Farmers and ranchers are still searching for ways to eradicate the animals that plague their land.

By Michael MarksJuly 19, 2018 9:30 am

What has four legs, ruins most anything it touches, and is worth five bucks? Any guesses?

For the next six weeks or so in Guadalupe County, the answer is feral hogs. The county’s offering a bounty on hogs to decrease the local population. But when it comes to getting rid of the pigs, just how effective is a bounty?

This makes sense, right? If you’ve got a feral hog problem, offer people cash to kill them. And make no mistake, Guadalupe County does have a feral hog problem.
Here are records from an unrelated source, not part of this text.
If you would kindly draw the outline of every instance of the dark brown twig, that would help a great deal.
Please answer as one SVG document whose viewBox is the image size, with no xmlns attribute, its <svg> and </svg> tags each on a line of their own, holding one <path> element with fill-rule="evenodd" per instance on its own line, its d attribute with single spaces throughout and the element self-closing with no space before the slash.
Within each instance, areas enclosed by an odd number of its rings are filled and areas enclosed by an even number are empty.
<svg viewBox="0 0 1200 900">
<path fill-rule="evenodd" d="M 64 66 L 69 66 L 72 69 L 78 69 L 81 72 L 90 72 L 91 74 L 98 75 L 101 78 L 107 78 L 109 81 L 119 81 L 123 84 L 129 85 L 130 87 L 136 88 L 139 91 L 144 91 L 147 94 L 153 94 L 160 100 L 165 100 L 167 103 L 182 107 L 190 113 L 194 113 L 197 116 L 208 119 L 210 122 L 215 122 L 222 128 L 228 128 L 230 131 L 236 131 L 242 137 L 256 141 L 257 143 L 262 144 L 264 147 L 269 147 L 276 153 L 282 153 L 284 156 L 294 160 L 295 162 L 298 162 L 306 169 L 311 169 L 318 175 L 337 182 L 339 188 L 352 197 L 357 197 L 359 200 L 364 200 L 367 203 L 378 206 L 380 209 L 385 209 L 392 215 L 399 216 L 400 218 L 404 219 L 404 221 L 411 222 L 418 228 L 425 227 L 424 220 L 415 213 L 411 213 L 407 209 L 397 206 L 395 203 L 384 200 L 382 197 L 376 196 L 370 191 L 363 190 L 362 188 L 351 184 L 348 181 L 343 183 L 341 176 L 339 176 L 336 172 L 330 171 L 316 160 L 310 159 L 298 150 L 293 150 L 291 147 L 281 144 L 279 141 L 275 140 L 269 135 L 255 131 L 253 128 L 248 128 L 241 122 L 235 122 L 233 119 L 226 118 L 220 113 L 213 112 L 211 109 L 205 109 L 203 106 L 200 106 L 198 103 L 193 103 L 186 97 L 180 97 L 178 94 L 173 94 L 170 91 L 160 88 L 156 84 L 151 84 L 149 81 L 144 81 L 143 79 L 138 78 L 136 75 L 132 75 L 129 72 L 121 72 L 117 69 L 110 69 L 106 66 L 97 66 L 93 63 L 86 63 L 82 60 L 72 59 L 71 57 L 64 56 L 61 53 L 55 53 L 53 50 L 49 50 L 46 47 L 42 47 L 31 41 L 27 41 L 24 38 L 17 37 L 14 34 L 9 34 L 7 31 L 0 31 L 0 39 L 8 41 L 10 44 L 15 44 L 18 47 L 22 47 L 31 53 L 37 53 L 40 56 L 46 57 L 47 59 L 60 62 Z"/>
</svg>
They can get into a field of watermelons or corn or milo, start rooting around.

Bubba Ortiz’s family owns a hog abatement company that operates in Guadalupe County.

“And they can do hundreds if not thousands of dollars of damage in one night,” Ortiz says.

That’s Business is “uh, consistent,” he says.

Because while it’s unknown exactly how many feral hogs are in Texas, most experts agree the population is two million or more – and growing. Landowners across the state are desperate for relief. So to them, a bounty sounds like a great idea. Back in June, Guadalupe County Commissioner Jack Shanafelt addressed the problem at the Commissioners Court meeting when they approved the bounty program.

“The residents of the county keep asking ‘When is the county going to do a bounty program?’ So I think this is a proactive way that we can look at our county and say we’re doing something to help our farmers and ranchers abate the hog problem,” he said.

The bounty opened on Monday, and it’s available until August 28. Every tail brought to the county as proof of a dead hog is worth $5. Cheating is possible, but hunters have to submit contact information for whoever owns the land where they killed a hog. The State of Texas and Guadalupe County each put up $5,000 for the program, so there’s enough cash to claim two thousand bounties. Sounds straightforward.

But.

Stephen Ditchkoff is a professor of wildlife ecology and management at Auburn University. Last year he published a study on the effectiveness of a hog bounty program at Fort Benning in Georgia.

“The problem is, and specifically with pigs, we believe that bounties – it’s impossible for them to work from an eradication perspective,” he says. “And surprisingly [we] found that the populations actually increased while the bounty was in place.”

You read that right. He said increased, not decreased.

Ditchkoff thinks there are a couple reasons for this. One, the area was just coming out of a drought, so that helped the population And two:

“There was also the use of a lot of bait for trapping,” he says. “So we were making a lot of resources available to this pig population and as a result it was a perfect storm to ramp up reproduction. They were just reproducing faster than they could be removed.”

The bounty created a better breeding ground. And it made some of the hogs smarter by introducing them to traps they hadn’t seen before. That’s not what you want if you’re trying to eradicate hogs, which other Texas counties have tried to do with bounties with mixed results.

But according to Travis Franke, complete eradication is not the goal in Guadalupe County. Franke is one of the local Texas A&M Agrilife Extension agents.

“An eradication program is going to be very, very, very difficult to do,” Franke says. “We’re not looking at eradication, we’re looking at controlling the numbers to where we can keep the damage to a minimum.”

Franke says the other goal is to educate landowners and to offset some expenses like ammunition and bait. A bounty could help achieve those – if not full-on feral hog annihilation.